Between Anthéore and Le Trayas is a narrow pathway which mounts to St. Barthélémy, but the coast road still continues its delightful course toward La Napoule.

Le Trayas, though it figures in the railway time-tables, is hardly more than a hamlet; but it boasts proudly of a hotel and a group of villas. It has not yet become spoiled in spite of this, and though it lacks the picturesque local colour of the average Mediterranean coast town, and almost altogether the distractions of the great resorts, it is worth the visiting, if only for its charming situation.

The Département of the Var joins that of the Alpes-Maritimes just beyond, and, at three kilometres farther on, the coast road rises to its greatest height, a trifle over a hundred metres.
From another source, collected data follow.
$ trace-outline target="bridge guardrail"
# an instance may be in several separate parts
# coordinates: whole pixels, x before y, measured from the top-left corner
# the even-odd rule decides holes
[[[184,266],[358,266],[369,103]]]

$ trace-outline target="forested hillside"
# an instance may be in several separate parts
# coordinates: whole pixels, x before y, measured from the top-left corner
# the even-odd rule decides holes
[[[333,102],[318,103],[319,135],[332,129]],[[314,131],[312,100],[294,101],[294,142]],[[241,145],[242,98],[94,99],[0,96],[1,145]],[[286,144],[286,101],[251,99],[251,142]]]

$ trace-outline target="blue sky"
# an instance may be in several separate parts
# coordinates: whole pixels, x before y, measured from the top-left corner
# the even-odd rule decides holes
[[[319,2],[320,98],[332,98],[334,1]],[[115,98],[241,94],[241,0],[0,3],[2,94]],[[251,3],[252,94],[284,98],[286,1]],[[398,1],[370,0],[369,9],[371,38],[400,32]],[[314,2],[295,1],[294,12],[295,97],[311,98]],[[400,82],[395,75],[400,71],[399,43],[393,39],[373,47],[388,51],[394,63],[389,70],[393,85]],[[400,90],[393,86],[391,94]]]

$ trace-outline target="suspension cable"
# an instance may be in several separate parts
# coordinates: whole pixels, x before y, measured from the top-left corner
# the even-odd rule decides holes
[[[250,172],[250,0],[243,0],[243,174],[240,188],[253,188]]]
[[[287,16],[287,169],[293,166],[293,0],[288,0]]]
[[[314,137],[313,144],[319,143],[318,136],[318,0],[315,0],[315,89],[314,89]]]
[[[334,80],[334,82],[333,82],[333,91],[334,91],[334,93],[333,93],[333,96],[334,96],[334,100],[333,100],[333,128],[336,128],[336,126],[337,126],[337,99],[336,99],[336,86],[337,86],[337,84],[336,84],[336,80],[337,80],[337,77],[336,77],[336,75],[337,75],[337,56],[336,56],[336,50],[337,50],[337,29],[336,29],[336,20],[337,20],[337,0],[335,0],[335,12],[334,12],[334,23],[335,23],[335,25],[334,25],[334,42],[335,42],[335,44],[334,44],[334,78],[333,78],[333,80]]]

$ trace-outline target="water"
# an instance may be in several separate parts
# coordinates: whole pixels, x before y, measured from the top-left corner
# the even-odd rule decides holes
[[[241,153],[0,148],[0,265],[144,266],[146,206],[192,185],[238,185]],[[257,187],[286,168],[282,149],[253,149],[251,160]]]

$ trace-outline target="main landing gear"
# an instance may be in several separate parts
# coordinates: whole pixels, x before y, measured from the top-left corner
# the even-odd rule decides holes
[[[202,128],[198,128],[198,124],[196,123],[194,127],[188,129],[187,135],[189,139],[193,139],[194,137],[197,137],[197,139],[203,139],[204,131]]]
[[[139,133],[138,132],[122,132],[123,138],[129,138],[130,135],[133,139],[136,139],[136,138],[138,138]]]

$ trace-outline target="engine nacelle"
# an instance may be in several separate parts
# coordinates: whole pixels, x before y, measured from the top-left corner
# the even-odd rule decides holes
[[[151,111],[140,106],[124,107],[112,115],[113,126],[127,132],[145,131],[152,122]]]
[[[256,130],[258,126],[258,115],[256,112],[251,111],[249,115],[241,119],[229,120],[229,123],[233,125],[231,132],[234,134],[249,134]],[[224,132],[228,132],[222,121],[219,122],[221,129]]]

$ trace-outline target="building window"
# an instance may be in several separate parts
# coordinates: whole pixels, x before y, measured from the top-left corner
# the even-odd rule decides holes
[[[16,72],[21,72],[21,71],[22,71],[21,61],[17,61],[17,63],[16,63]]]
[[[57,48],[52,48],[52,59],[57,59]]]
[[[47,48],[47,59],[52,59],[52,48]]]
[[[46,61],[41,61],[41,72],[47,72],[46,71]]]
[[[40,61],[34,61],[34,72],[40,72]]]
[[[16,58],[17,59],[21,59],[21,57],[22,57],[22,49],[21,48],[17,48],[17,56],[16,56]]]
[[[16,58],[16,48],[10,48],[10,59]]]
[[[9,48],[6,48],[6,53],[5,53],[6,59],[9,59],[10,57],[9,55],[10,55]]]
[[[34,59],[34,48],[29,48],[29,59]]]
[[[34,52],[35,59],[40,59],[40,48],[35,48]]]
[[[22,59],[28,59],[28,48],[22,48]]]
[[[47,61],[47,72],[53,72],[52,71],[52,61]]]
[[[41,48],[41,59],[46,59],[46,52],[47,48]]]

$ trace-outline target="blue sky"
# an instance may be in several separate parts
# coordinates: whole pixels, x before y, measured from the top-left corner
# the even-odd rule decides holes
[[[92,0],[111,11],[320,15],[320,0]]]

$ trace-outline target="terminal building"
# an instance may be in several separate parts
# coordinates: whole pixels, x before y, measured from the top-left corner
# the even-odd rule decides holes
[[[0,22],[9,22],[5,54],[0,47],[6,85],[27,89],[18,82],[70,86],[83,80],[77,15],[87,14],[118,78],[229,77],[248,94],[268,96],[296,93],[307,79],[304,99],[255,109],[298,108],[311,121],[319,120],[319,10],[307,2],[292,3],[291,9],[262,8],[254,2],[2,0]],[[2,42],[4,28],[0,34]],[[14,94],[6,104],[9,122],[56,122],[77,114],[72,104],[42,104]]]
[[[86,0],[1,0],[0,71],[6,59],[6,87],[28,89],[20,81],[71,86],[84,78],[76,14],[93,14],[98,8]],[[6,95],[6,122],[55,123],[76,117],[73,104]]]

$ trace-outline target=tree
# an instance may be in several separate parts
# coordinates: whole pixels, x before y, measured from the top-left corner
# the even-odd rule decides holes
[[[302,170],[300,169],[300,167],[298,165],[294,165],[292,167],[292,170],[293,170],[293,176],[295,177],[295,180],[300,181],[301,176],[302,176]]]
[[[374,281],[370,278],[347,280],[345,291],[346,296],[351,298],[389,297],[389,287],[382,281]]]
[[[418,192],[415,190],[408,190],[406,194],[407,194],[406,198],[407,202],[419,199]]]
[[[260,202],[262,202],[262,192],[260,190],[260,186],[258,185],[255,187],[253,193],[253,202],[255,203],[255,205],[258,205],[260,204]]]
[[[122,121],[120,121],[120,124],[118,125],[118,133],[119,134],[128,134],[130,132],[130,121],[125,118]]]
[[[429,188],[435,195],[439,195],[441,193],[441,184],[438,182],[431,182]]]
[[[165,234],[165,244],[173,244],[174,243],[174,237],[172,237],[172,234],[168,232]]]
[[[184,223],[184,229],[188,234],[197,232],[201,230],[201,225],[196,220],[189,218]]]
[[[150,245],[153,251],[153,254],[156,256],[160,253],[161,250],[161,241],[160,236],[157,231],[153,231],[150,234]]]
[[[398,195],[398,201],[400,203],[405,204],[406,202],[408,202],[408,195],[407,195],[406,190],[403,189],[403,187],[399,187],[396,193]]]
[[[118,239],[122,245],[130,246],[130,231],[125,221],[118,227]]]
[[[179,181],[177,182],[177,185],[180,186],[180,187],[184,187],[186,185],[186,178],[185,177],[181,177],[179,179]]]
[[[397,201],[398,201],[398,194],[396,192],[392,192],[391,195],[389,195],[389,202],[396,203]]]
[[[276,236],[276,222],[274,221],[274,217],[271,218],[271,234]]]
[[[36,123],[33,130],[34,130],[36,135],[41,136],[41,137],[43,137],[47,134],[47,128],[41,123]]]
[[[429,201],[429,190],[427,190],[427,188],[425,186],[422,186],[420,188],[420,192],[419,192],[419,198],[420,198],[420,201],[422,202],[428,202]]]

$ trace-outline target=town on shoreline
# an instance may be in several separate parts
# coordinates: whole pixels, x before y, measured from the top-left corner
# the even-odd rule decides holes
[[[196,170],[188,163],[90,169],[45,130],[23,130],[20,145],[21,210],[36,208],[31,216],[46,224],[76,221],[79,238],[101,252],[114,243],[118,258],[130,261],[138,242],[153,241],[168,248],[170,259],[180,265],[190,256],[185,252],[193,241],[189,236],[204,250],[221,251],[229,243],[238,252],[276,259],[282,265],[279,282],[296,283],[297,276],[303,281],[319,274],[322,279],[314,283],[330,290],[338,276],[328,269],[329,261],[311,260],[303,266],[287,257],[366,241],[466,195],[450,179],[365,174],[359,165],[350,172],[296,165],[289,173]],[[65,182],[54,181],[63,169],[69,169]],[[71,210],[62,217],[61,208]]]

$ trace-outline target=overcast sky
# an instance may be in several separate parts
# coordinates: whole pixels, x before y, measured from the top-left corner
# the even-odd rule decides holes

Before one comes to La Napoule he passes the progressive, hard-pushing little resort of Théoule, so altogether delightful from every point of view that one can but wish that winter tourists had never heard of it. This was not to be, however, and Théoule is doing its utmost to become both a winter and a summer resort, with many of the qualifications of both. It is deliciously situated on the Golfe de la Napoule, or, rather, on a little anse or bay thereof, and consists of perhaps a hundred houses of all classes, most of which rejoice in the name of Villa Something-or-other. Most of these villas are well hidden by the trees, and their coquette architecture (on the order of a Swiss châlet, but stuccoed here and there and with bits of coloured glass stuck into the gables,—and perhaps a plaster cat on the ridge-pole) is not so obtrusive as it might otherwise be.

Leaving Théoule, the coast road continues to La Napoule, but, properly speaking, the “Corniche” ends at Théoule. Throughout its whole length it is a wonderfully varied and attractive route to the popular Riviera towns, and one could hardly do better, if he has journeyed from the north by train, than to leave the cars at Fréjus or St. Raphaël and make the journey eastward via the Corniche d’Or. If he does this, as likely as not he will find some delightful beauty-spot which will appeal to him as far more attractive than a Cannes or Nice boarding-house, where the gossip is the same sort of thing that one gets in Bloomsbury or on Beacon Hill. The thing is decidedly worth the trying, and the suggestion is here given for what it may be worth to the reader.

CHAPTER VII.
LA NAPOULE AND CANNES

LA NAPOULE is known chiefly to those birds of passage who annually hibernate at Cannes as the end of a six-mile constitutional which the doctors advise their patients to take as an antidote to overfeeding and “tea-fights.” In reality it is much more than this; it is one of the most charmingly situated of all the Riviera coast towns, and has a history which dates back to a fourteenth-century fortress, built by the Comté de Villeneuve, a tower of which stands to-day as a part of the more modern château which rises back of the town.